Lech Walesa fue un líder de integración nacional. Por una parte surgió como representante de los trabajadores sindicalmente organizados (el sujeto histórico de los marxistas) pero por otra profesaba el catolicismo más tradicional. Supo retroceder cuando tuvo que hacerlo (golpe de Jarucelzki) aunque mantuvo conversaciones con la dictadura al precio de ser acusado de colaboracionista por no pocos de sus seguidores. Habiendo llegado la hora de negociar con los comunistas, les abrió incluso vías de co-participación en el gobierno. Nunca se dejó llevar por fantasías ni entregó la conducción de su movimiento a instancias extranjeras. Escuchó a todo el mundo, siempre estuvo atento al debate, pero no fue portavoz de ningún poder detrás del suyo. Pasará el tiempo y Walesa será recordado como uno de los líderes más completos engendrados por la cultura política occidental.
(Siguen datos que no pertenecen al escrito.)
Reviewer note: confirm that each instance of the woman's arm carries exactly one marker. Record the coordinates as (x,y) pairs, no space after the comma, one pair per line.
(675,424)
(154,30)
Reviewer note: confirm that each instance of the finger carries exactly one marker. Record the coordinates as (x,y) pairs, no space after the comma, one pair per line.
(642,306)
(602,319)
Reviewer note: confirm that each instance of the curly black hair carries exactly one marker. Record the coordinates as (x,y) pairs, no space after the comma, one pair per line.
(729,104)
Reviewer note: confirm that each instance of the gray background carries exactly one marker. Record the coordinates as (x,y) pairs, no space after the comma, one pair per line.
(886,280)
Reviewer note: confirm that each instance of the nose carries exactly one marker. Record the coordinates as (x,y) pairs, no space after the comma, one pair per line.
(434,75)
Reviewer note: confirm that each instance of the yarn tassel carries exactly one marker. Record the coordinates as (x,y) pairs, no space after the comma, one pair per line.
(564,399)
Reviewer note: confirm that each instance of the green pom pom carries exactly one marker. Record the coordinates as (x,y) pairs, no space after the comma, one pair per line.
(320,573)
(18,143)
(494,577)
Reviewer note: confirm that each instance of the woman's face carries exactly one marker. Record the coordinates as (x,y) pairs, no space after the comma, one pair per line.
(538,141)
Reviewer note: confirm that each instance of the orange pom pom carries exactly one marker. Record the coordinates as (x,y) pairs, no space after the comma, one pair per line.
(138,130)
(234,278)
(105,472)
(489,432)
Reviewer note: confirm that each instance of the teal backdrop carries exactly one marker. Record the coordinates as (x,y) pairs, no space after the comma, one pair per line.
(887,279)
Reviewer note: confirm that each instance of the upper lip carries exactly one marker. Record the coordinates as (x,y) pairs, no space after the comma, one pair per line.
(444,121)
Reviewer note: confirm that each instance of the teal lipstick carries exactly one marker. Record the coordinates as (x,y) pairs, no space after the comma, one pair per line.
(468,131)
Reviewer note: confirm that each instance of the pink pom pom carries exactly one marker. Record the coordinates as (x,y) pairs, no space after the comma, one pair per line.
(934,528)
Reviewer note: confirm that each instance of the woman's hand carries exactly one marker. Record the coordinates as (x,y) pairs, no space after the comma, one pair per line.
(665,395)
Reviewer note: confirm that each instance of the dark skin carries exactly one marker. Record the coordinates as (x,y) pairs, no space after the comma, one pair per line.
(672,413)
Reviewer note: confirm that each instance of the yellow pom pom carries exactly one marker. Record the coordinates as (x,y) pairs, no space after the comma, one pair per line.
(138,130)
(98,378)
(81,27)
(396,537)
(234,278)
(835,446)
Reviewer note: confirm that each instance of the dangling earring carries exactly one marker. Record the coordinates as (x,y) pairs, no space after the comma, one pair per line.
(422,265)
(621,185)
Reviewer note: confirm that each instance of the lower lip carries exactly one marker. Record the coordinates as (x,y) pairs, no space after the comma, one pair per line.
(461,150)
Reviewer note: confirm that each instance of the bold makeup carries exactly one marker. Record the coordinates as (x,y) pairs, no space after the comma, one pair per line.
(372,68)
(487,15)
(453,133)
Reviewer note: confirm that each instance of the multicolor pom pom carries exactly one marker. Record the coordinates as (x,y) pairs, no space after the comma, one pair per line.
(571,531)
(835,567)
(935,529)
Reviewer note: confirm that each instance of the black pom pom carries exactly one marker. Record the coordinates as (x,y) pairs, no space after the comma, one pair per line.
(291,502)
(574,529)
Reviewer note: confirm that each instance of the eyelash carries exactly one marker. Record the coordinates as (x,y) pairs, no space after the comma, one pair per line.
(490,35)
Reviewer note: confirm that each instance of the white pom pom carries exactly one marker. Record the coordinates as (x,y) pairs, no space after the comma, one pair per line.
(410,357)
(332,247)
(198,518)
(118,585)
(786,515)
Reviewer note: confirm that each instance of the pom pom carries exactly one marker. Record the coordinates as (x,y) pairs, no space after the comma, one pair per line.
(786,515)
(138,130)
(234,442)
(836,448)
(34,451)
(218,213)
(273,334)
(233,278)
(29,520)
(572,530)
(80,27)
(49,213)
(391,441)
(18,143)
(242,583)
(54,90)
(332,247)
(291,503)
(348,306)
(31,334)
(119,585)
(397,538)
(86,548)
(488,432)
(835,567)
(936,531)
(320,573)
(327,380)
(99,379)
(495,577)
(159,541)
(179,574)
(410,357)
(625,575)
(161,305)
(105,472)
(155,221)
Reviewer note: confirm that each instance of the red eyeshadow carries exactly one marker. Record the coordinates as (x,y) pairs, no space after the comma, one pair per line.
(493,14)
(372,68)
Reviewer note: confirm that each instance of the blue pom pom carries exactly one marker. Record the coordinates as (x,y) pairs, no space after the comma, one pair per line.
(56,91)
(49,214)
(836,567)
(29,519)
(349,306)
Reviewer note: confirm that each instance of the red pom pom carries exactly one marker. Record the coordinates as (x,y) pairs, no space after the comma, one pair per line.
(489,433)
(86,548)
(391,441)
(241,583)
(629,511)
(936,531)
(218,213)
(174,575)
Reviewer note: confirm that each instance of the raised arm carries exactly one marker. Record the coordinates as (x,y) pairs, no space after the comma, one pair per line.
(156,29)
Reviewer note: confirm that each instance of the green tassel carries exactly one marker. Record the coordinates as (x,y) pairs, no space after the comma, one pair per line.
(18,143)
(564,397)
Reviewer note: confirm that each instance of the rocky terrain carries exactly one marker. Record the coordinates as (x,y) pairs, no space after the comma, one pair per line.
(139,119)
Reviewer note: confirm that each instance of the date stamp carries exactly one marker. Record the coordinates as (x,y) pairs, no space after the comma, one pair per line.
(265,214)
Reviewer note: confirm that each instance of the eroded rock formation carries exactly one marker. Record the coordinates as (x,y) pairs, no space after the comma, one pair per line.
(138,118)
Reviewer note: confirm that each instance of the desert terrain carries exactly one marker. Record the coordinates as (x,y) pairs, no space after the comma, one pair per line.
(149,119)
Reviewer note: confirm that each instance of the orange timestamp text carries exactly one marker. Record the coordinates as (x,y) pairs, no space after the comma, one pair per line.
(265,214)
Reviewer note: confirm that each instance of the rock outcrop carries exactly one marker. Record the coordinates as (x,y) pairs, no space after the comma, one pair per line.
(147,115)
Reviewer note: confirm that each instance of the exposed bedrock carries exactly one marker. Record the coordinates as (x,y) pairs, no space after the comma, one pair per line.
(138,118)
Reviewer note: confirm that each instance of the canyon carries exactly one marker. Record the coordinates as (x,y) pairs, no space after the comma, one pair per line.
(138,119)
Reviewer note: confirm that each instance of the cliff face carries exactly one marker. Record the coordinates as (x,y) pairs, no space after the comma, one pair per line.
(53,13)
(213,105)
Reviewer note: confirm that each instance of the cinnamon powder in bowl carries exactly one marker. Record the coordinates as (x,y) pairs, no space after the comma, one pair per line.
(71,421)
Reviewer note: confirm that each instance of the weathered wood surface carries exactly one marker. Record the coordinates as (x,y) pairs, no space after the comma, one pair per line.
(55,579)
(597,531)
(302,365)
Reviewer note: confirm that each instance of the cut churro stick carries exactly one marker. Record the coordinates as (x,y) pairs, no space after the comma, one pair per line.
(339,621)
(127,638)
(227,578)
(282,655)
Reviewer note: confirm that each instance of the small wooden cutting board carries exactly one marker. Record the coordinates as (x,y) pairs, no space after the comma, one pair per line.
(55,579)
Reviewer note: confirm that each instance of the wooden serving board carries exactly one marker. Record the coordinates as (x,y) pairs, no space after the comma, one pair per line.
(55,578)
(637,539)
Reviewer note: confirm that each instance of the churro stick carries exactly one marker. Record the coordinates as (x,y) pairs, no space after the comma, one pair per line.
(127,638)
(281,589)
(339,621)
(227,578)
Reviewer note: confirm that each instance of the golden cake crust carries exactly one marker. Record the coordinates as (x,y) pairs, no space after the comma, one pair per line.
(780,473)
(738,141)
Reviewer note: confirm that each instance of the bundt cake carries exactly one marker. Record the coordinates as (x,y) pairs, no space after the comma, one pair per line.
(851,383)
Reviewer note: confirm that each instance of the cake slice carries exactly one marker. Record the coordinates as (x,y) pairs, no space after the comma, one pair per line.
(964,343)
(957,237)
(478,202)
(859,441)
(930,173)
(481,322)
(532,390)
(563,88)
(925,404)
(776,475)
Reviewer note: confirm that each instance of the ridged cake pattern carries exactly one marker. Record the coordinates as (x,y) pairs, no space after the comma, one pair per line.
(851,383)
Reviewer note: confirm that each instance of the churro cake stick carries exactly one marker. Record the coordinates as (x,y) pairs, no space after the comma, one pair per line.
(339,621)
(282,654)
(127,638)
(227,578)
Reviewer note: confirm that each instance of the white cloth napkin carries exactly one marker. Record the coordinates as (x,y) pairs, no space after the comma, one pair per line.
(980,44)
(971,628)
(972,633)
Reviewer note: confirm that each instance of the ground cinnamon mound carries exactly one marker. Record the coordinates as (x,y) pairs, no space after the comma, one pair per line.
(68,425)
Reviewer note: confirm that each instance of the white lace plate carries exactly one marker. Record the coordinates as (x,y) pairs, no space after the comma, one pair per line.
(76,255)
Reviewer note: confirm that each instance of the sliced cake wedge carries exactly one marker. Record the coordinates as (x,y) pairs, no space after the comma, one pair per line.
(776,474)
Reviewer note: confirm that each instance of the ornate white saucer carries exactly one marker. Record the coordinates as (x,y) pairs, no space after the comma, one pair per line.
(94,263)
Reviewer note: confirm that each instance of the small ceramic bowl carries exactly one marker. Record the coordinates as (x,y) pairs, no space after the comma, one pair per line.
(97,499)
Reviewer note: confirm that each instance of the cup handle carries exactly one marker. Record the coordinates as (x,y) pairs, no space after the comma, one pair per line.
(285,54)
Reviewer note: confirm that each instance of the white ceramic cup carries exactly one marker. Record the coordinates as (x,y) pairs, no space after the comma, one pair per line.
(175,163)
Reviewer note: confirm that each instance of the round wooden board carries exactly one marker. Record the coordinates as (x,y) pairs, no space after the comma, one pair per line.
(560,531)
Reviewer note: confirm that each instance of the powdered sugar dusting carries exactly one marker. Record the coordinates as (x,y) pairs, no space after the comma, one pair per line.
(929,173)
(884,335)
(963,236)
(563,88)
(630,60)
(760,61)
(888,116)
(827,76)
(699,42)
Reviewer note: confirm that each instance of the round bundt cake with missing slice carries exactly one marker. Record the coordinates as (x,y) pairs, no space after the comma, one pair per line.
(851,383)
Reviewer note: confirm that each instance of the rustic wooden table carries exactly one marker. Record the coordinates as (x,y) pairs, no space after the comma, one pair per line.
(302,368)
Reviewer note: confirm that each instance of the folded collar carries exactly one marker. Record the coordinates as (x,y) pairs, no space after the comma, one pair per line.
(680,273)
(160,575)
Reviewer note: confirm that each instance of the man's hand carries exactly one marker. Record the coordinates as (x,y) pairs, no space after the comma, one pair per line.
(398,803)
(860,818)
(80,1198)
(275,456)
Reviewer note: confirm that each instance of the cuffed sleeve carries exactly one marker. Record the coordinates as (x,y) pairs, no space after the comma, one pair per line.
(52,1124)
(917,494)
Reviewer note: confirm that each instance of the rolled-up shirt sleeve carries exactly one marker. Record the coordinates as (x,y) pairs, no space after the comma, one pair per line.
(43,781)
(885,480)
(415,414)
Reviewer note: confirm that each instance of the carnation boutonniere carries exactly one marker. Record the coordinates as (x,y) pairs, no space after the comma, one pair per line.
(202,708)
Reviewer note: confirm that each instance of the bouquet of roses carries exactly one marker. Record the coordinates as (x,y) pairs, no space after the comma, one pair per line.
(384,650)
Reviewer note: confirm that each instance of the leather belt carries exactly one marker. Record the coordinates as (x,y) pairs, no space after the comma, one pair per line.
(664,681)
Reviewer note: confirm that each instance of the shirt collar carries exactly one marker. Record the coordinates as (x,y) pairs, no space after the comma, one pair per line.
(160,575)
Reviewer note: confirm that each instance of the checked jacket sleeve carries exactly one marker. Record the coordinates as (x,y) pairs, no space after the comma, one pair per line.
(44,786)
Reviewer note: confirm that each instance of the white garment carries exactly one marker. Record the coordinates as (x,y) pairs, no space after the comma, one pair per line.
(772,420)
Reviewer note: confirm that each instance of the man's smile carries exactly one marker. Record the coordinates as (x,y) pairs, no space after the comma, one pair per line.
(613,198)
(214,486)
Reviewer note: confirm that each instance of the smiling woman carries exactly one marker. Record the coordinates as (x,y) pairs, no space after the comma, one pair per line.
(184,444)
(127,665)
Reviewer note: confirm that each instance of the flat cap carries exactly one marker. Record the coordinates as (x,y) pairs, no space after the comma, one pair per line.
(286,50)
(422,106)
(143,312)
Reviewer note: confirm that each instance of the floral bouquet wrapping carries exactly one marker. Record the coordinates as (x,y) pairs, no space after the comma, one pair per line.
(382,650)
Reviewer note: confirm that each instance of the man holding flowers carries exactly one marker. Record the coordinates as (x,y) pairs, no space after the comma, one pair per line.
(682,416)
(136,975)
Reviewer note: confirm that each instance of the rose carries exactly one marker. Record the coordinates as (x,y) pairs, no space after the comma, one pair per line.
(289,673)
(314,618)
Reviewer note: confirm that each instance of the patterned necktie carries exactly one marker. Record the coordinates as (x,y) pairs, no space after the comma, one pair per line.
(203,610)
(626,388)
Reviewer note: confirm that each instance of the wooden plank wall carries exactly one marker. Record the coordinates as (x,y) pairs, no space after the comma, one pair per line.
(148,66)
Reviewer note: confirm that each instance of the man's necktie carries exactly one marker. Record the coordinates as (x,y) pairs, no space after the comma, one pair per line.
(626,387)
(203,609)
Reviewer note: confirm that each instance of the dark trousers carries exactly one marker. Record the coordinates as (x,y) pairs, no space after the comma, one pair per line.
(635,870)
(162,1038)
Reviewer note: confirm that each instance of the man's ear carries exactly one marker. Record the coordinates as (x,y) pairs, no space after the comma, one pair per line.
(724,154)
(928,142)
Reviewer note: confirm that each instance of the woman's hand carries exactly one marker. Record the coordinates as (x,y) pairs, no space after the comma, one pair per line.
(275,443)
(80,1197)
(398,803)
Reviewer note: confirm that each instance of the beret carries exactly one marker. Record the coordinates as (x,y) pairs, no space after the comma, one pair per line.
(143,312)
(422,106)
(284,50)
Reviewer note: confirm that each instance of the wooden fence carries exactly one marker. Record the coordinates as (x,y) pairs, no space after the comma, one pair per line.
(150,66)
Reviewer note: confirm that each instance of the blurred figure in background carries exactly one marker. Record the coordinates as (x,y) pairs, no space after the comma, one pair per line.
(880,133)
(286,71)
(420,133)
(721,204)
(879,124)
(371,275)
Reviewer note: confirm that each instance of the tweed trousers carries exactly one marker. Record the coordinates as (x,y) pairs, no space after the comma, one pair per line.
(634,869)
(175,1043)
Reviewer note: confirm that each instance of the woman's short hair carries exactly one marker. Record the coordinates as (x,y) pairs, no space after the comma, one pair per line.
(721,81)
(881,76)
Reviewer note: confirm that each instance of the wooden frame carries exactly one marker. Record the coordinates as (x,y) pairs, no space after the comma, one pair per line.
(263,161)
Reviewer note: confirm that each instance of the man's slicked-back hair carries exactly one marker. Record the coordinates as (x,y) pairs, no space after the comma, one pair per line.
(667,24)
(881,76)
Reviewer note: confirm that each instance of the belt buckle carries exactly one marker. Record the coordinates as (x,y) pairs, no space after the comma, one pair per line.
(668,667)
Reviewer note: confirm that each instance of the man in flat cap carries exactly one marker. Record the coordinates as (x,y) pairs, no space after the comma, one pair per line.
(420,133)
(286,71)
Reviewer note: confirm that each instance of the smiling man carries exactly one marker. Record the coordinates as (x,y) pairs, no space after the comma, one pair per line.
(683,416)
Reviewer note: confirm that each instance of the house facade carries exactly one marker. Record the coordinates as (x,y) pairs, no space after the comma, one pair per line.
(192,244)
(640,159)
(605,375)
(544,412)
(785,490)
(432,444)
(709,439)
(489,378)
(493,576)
En síntesis: todo liderazgo político, con o sin cuotas de emocionalidad, supone un alto grado de racionalidad. Dicha racionalidad es puesta a prueba no por la infabilidad de un líder sino por su capacidad para rectificar errores a tiempo, aún a riesgo de romper con quienes una vez lo apoyaron. Eso implica su autonomía política. No es necesario que sea un genio, pero sí ha de ser un conocedor del arte de lo posible y no de lo imposible.
La política es representación. La representación política es siempre personal. Pero si la representación no representa a la realidad, ninguna persona, por muy dotada que sea retórica o físicamente, puede ejercer las tareas encomendadas a un líder. Tarde o temprano la realidad, diosa de la política, le pedirá cuentas.